Tuesday, 2 January 2018
Blade Runner 2049: How the Costumes Were Made for Survival Not Fashion
Like production designer Dennis Gassner, Renée April also needed a visual cue about the direction of her costume design from Denis Villeneuve. And he gave her the same description about the dystopian world of “Blade Runner 2049”: “Brutal.”
“He said it was worse than the dark and rainy mood of ‘Blade Runner,’ said April, the go-to costume designer for Villeneuve. “They’re in bad shape 30 years later and the earth is not the place to be. It’s more polluted, it’s colder, it’s really kind of dreadful.”

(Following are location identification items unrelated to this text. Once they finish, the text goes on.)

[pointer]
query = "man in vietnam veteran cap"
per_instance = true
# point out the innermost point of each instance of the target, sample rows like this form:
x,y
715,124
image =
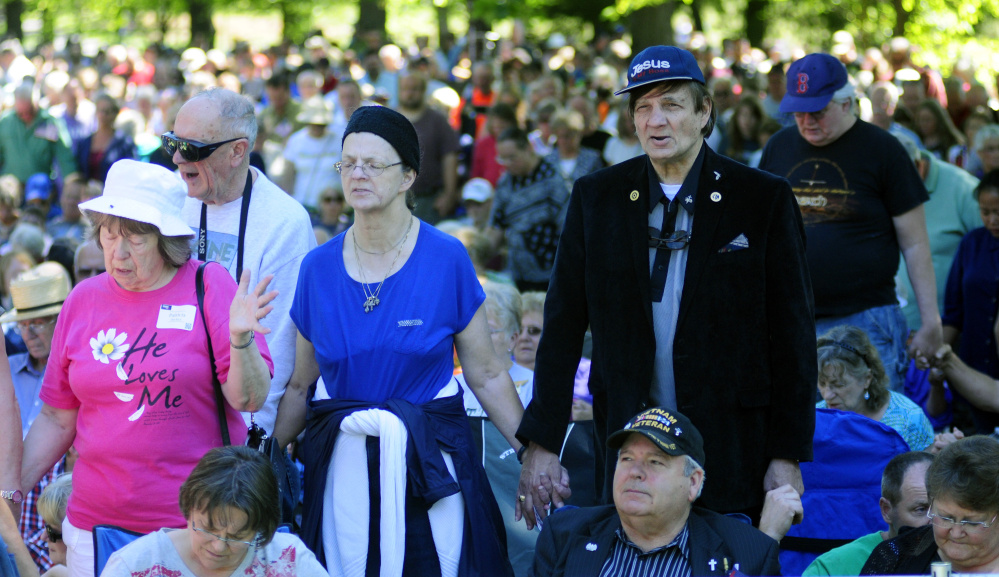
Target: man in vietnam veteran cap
x,y
653,527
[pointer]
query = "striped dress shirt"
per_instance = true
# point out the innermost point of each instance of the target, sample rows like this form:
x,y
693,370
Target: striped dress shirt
x,y
627,560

“So I took it from there and made it tougher,” she added. “Also, we didn’t want to do something science-fiction. We wanted to do it realistic. I didn’t want costumes with [lots of] zippers and plastic. So my job was to make the characters believable.” In other words, it was more about survival than fashion.
Starting with K’s Coat
April began, appropriately enough, with the black coat worn by Ryan Gosling’s K, the new replicant blade runner. Instead of the noirish trench coat worn by Harrison Ford’s Deckard, she chose a simple, inexpensive coat made of laminated cotton with a fake fur high collar to shield him from the pollution. It’s all he needs to protect him from the brutal climate.
“It’s pretty ugly on purpose,” April said. “As you can see, he’s not making a ton of money, and what he makes, he puts into Joi [his holographic companion played by Ana de Armas]. “I wanted a very clean cut look, almost military. And we could destroy it all along the movie.”